When the real estate market was booming, the dreaded “G” word caused anxiety in East Harlem, a journalist who documented the tension told Fordham students on Sept. 29.
Ed Morales, a journalist who has covered New York City for more than 20 years, discussed gentrification and whether has displaced the Puerto Ricans who once populated East Harlem in droves.
“We all know about gentrification,” said Morales, whose parents met and married in East Harlem, also called Spanish Harlem and El Barrio. “It’s been a problem for as long back as I can remember.”
Morales was a guest speaker at a class on “Hispanics in the USA” at Fordham College at Lincoln Center. Clara Rodriguez, Ph.D., professor of sociology, said she invited Morales because a documentary he co-produced, Whose Barrio?, fit in line with the topic students were researching in her class.
“[The documentary] focused on the economic shifts that occurred in these neighborhoods and their cultural impact, as opposed to the way in which it is more generally perceived—as racial or ethnic shifts,” Rodriguez said.
Morales showed excerpts from Whose Barrio?, which explores gentrification in East Harlem, where the median household income is just over $22,000.
“Downtown is moving uptown,” Morales says in the film. “Big changes are coming—what some people call development and others call gentrification.”
Shown at the HBO New York International Latino Film Festival in 2009, Whose Barrio? was co-produced with fellow journalist Laura Rivera. The film follows two East Harlem residents—Jose Rivera, a middle-aged man of Puerto Rican descent who was born and raised in El Barrio, and James Garcia, a 20-something seventh generation Mexican-American that bought a condo in one of the new buildings in the area.
While Garcia advocates for an upswing in the neighborhood’s “quality of life,” Rivera worries wealthier newcomers are forcing him out. “You can’t live here and expect to buy a home unless you’re making outrageous amounts of money,” Rivera said in the film. “’Luxury’ means I can’t afford it.”
At one point in the film, Garcia rails against residents, who he says are afraid of change and perhaps comfortable living among crime. Morales said this isn’t so.

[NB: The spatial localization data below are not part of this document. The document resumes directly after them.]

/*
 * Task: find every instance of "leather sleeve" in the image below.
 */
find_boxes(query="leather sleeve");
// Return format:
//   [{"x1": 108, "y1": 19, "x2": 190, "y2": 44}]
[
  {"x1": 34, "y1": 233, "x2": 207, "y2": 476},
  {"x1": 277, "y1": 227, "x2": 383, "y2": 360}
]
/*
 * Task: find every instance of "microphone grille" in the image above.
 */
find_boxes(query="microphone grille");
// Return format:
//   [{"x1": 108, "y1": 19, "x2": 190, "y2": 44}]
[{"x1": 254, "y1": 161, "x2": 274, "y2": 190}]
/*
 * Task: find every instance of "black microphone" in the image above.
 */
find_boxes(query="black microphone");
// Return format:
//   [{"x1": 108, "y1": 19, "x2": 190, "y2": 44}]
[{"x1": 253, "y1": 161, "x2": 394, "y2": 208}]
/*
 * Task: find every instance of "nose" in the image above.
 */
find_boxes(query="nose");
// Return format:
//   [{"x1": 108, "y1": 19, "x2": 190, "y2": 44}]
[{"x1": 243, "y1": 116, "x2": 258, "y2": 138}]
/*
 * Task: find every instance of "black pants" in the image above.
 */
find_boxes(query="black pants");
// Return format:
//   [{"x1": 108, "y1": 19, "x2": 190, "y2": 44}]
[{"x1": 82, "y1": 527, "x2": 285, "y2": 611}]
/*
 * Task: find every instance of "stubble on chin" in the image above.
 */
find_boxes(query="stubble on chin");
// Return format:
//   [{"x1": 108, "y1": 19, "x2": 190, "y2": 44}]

“Community leaders have always asked for more policing,” Morales said. “Unfortunately, it seems to come only after the neighborhood is gentrified.”
Before the neighborhood became “hot” for gentrification, Morales said his own friends of Puerto Rican descent who were coming out of academia and other professions moved to El Barrio in an attempt to keep “a cultural presence.”
“They were rather idealistic,” he said. “Their goal was the save and buy in the area, which I thought was great. But then the skyrocketing real estate market happened and no matter how much they saved, they could never save enough.”
Morales said gentrification, while slowed somewhat, is still going on in Spanish Harlem. Most of the new buildings that were not able to sell units are now renting at rates of $1800 and above.
“In New York, the housing market has not gone down as other parts of the country have,” Morales said referring to rent prices that many in the area could never afford.
Whose Barrio? was not intended solely for the people of East Harlem, Morales said.
“It’s a universal film. People in many parts of the country, in one way or another, have been affected by the forces of the real estate market and have had to move out or have been priced out,” Morales said.
For more information about the film, visit www.whosebarrio.com.
A Latin music Newsday columnist and longtime Village Voice contributing writer, Morales’ work has appeared in Rolling Stone and The New York Times. He is the author of Living in Spanglish (St. Martin’s Press, 2003) and The Latin Beat: From Rumba to Rock (DaCapo Press, 2003).